[Date Prev][Date Next][Thread Prev][Thread Next][Date Index][Thread Index]
Re: [Qemu-devel] [PATCH] bitops: provide an inline implementation of fin
From: |
Aurelien Jarno |
Subject: |
Re: [Qemu-devel] [PATCH] bitops: provide an inline implementation of find_first_bit |
Date: |
Fri, 20 Jun 2014 11:43:55 +0200 |
User-agent: |
Mutt/1.5.21 (2010-09-15) |
On Fri, Jun 20, 2014 at 10:58:31AM +0200, Paolo Bonzini wrote:
> Il 20/06/2014 10:48, Aurelien Jarno ha scritto:
> >In practice on x86_64, this function takes 27 instructions in the
> >general case, and 18 instructions in the fixed case, even for big
> >sizes. I therefore think that checking if the size is constant is a good
> >idea, but we should not make any test on the size itself and trust the
> >compiler to correctly decide if the loop should be unrolled or not.
>
> But if the size is large enough that the compiler will (likely) not
> unroll the function, then it should pay off to use the more
> optimized code in find_next_bit.
The point there is that given find_next_bit is a generalized version of
find_first_bit, it is actually slower. I originally noticed that by
running profiling tools and noticing this function appeared relatively
high for what it is supposed to do.
> This of course is unless you expect find_first_bit to return a small
> value and not be used in a loop; and dually expect find_next_bit's
> usage to be more like walking sparser bitmaps in a loop.

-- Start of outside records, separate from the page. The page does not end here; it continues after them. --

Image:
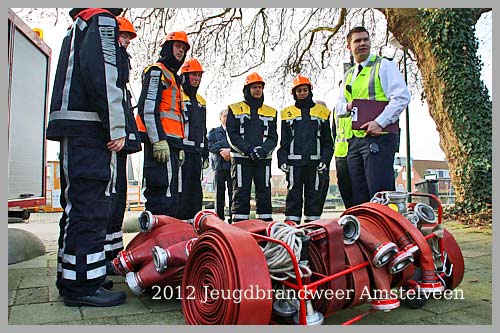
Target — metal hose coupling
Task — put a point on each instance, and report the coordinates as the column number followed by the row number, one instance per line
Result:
column 385, row 304
column 351, row 228
column 160, row 258
column 173, row 256
column 118, row 267
column 147, row 221
column 383, row 253
column 199, row 220
column 425, row 213
column 412, row 217
column 313, row 317
column 400, row 261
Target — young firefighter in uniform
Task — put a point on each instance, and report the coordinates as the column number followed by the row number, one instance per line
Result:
column 114, row 235
column 221, row 164
column 305, row 152
column 161, row 122
column 195, row 142
column 251, row 129
column 87, row 117
column 370, row 155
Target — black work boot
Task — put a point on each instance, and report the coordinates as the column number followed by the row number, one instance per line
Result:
column 107, row 284
column 101, row 298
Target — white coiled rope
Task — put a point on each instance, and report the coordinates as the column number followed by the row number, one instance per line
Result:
column 278, row 259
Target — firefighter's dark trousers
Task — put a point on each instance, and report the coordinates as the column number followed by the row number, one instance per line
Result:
column 86, row 184
column 161, row 182
column 243, row 174
column 222, row 180
column 371, row 165
column 190, row 192
column 114, row 234
column 308, row 187
column 344, row 181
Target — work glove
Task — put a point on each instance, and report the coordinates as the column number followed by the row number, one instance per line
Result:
column 321, row 166
column 261, row 153
column 205, row 163
column 182, row 157
column 161, row 151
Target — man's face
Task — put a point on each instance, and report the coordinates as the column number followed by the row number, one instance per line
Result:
column 179, row 50
column 124, row 39
column 256, row 89
column 359, row 46
column 195, row 78
column 302, row 91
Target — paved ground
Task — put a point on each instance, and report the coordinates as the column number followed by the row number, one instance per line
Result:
column 33, row 298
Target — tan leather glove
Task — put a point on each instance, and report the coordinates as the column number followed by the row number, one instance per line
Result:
column 161, row 151
column 182, row 157
column 205, row 163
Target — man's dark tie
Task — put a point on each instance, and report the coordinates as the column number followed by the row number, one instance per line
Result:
column 360, row 68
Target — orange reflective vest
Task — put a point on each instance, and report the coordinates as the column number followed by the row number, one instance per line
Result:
column 170, row 107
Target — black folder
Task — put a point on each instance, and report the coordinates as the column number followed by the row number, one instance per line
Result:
column 365, row 110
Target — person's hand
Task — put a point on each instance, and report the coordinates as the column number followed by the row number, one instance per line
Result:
column 116, row 145
column 225, row 153
column 321, row 166
column 251, row 153
column 182, row 157
column 349, row 106
column 161, row 151
column 205, row 163
column 372, row 128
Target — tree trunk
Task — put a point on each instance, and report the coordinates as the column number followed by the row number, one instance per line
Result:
column 458, row 102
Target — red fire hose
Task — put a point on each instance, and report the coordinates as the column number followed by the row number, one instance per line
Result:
column 225, row 259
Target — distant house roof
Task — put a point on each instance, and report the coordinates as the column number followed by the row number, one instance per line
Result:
column 422, row 165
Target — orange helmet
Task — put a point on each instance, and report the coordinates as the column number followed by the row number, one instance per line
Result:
column 125, row 25
column 300, row 80
column 252, row 78
column 180, row 36
column 192, row 65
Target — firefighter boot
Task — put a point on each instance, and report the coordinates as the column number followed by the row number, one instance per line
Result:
column 101, row 298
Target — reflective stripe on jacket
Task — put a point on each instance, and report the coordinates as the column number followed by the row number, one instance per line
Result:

I think that's the point. In the TCG case, this is used to map the
temp allocation to answer the question "give me a free temp". That said
people might invent new usages.
> This actually makes sense, and then there's no need to change anything.
>
> Paolo
>
--
Aurelien Jarno GPG: 4096R/1DDD8C9B
address@hidden http://www.aurel32.net